Wednesday, April 13, 2011

Memories of the Old Northside

 
(Click on photos for larger versions)
   
Recently an article about the 13-million-dollar renovation of the Methodist church at the northeast corner of 12th Street and Central Avenue in Indianapolis triggered a cascade of memories from my early childhood. Here is a link to photos of the restoration efforts.

My mother and two of her three siblings were born about half a block from that church, and her parents and my great-grandparents lived in that Italianate mansion at 1121 Central; they also owned the house next door, at 1127. Those houses were built during the Civil War, and were part of the Old Northside. The Romanesque church at 12th and Central was formed as a merger between two Methodist churches, and was built in 1891; that is where my parents were married.

After my father left the military, my folks rented part of the home at 1127 Central. They lived there when I was born, and stayed until I turned five.

Though we moved to a new home a few weeks after my fifth birthday, I still remember quite a bit from living on Central Avenue, as well as frequent visits until the houses were torn down in 1966, as I-65 gouged through the Old Northside.

This is a link to a street-level panorama from Google Maps—the I-65 overpass itself is where the houses once stood. If you hold down the left mouse button and drag from left-to-right, you can see the church and how close it was to the homes. The original plans for I-65 would have taken out the church, but they were altered to preserve it and the Morris-Butler home right behind it.

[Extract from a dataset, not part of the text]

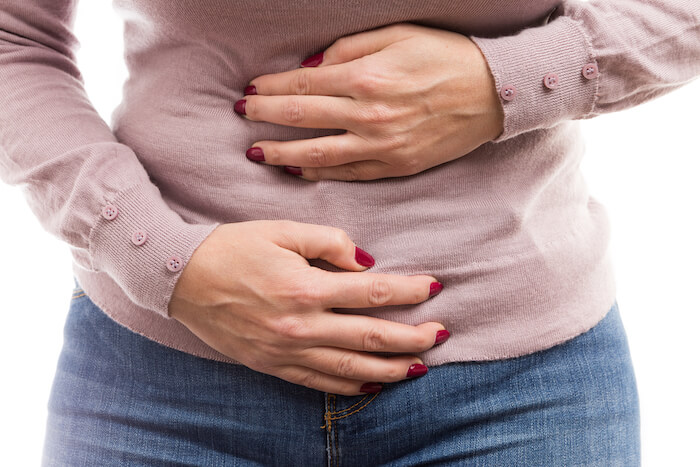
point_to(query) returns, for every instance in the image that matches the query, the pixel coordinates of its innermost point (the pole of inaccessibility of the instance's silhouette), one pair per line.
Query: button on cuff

It turns out that Flo is related to the Morris family, and her great-grandparents lived behind us on Park, in another home demolished for the interstate.

When my father first joined the Indianapolis Police Department, he didn’t own a car, and the city did not allow officers to use a patrol car after work in those days. I remember running out to meet him when I saw him step off the bus. I also remember the lines and the feel of the blue Buick, our first car, purchased when we lived on Central.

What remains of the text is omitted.